Publié le 28 septembre 2018

Le Conseil municipal du 24 septembre 2018 a mené un débat intéressant et assez digne par la plupart des groupes politiques sur les observations définitives de la Chambre Régionale des Comptes. Il faut remarquer que l’humilité, parmi les différents groupes politiques, était de mise vu que l’état des finances de la ville a des raisons historiques très longues et que les responsabilités sont partagées. Mais il faut être juste et précis, l’équipe qui a fait le plus de mal (et de très loin) aux finances de la ville est celle d’A.Carignon, le maire corrompu (1983-1995).

Il a été rappelé lors du Conseil, que la ville de Grenoble se distinguait des autres grands villes (de plus de 100 000 habitants) par une fiscalité plus forte, des dépenses de fonctionnement plus fortes et une dette beaucoup plus importante.

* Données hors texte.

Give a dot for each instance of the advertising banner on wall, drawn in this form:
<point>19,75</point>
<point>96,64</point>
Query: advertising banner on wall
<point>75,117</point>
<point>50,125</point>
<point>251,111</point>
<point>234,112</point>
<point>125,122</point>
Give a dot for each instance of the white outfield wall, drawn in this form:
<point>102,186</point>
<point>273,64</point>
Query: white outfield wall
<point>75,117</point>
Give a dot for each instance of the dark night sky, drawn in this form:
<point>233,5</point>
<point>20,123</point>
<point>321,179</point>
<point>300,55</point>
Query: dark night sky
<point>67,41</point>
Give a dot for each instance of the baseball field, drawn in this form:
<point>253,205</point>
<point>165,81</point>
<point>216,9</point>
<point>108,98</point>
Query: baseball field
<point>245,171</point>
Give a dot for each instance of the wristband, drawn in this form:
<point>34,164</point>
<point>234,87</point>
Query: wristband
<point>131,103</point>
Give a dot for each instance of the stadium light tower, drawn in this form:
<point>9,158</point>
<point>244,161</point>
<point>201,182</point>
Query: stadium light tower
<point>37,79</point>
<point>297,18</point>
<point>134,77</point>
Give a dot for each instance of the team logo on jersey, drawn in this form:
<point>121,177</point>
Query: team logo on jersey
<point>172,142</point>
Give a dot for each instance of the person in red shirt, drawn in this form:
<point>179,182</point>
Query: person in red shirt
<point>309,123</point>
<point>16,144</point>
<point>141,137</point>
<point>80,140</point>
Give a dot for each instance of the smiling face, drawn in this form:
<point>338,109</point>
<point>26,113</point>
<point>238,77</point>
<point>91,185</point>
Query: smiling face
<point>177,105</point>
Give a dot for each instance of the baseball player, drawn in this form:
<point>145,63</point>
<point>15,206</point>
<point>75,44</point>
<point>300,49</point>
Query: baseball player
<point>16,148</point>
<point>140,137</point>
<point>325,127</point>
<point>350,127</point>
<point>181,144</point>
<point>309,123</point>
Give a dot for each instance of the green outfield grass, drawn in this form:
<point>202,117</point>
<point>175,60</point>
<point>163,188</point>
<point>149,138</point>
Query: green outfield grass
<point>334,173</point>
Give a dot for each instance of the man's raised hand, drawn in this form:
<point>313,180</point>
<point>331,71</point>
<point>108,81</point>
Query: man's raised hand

Il est important de faire la clarté sur le passé pour mieux comprendre le présent et préparer l’avenir. On ne change pas du jour au lendemain la trajectoire financière d’une grande ville, c’est aussi ce que démontrent les rapports successifs de la CRC.

La CRC rappelle : « Dans ses observations définitives de 2011, la chambre constatait une capacité d’autofinancement brut inférieure à la moyenne des collectivités comparables, avec un niveau d’endettement et une capacité de désendettement élevés. Ces deux derniers points sont inchangés ».

Le rapport et la réponse du maire sont maintenant publics et accessibles sur le site de la CRC.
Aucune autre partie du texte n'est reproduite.